Ce que retient la retenue

Consacrons quelques lignes au travail si fêté de Joël Pommerat, au Théâtre Paris-Villette ces temps-ci, avec Cet enfant, qu’il a écrit à partir d’un travail avec des bénéficiaires de la CAF du Calvados en 2002. Cela tourne, comme le titre l’indique, autour de la parenté. (La compagnie, connue pour sa grande activité, sera à Avignon cet été avec quatre spectacles, dont celui-ci.) Bien que Cet enfant soit salué par les critiques et le public, il faudrait néanmoins en souligner quelques ambiguïtés. On loue généralement les spectacles de Joël Pommerat pour leur retenue, leurs qualités de silence, leur économie, allant jusqu’à citer Claude Régy dans leur généalogie. Pour autant, le silence n’a pas la même valeur en fonction de ce qu’il tait, donc pas le même effet théâtral.

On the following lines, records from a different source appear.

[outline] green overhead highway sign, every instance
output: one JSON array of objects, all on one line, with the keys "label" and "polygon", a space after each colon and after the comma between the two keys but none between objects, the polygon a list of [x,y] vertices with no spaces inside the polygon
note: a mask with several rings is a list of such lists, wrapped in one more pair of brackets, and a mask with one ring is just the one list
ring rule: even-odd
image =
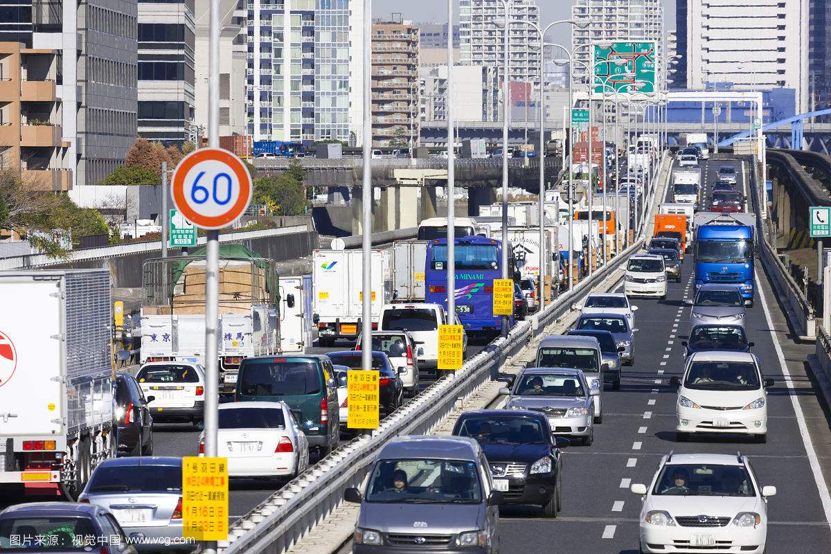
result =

Or, au vu des textes écrits par Joël Pommerat, il apparaît que l’on a plus affaire à un non-dit qui recouvre quelque chose de su, à partir de quoi l’on fonde une sorte de complicité avec le public, qu’un véritable temps d’arrêt de l’esprit où la parole achoppe. Autrement dit, la retenue n’est pas une valeur en soi, tout dépend de ce que l’on retient. Retenir n’élimine rien et n’induit pas qu’autre chose se développe non plus. Or, il y a chez Pommerat toujours quelque chose qui flirte avec le mélodrame et qui grève l’ambition théâtrale manifeste du spectacle, quelque retenue qu’on y mette. Hélas, Cet enfant évolue dans un périmètre qui ne sort pas d’enjeux psychologiques très balisés et qui ne disent pas grand-chose, sauf à s’étonner encore qu’une mère ne soit pas le cliché des publicitaires et que l’amour ne soit pas l’amour.

Découverte

C’est ce qui peut-être grèverait essentiellement le travail de Pommerat, dont on voit bien qu’il veut éviter de nombreux écueils, de ne finalement rien proposer de très substantiel. On louera au contraire le très beau travail de Sébastien Derrey, créé à l’Echangeur cette année, à partir d’un texte d’Eugène Savitzkaya, Célébration d’un mariage improbable et illimité. Les filiations théâtrales sont visibles, entre Régy et François Tanguy, mais l’objet s’impose au-delà d’elles. De Tanguy resterait peut-être la défiance du sens, l’utilisation du son comme mouvement, le goût pour une pensée autonome des éléments du théâtre. Peu de spectacles ce mois-ci ont eu autant de caractère. On pourrait résumer, énigmatiquement, l’objet du texte de Savitzkaya avec l’aphorisme de Lacan, qu’« il n’y a pas de rapport sexuel ». D’où la parole, en l’espèce, fort abondante. Ce qui met en valeur d’autant le travail des acteurs. Celui de Catherine Jabot est le plus remarquable et sa place de figure centrale dans le dispositif du spectacle est très heureuse.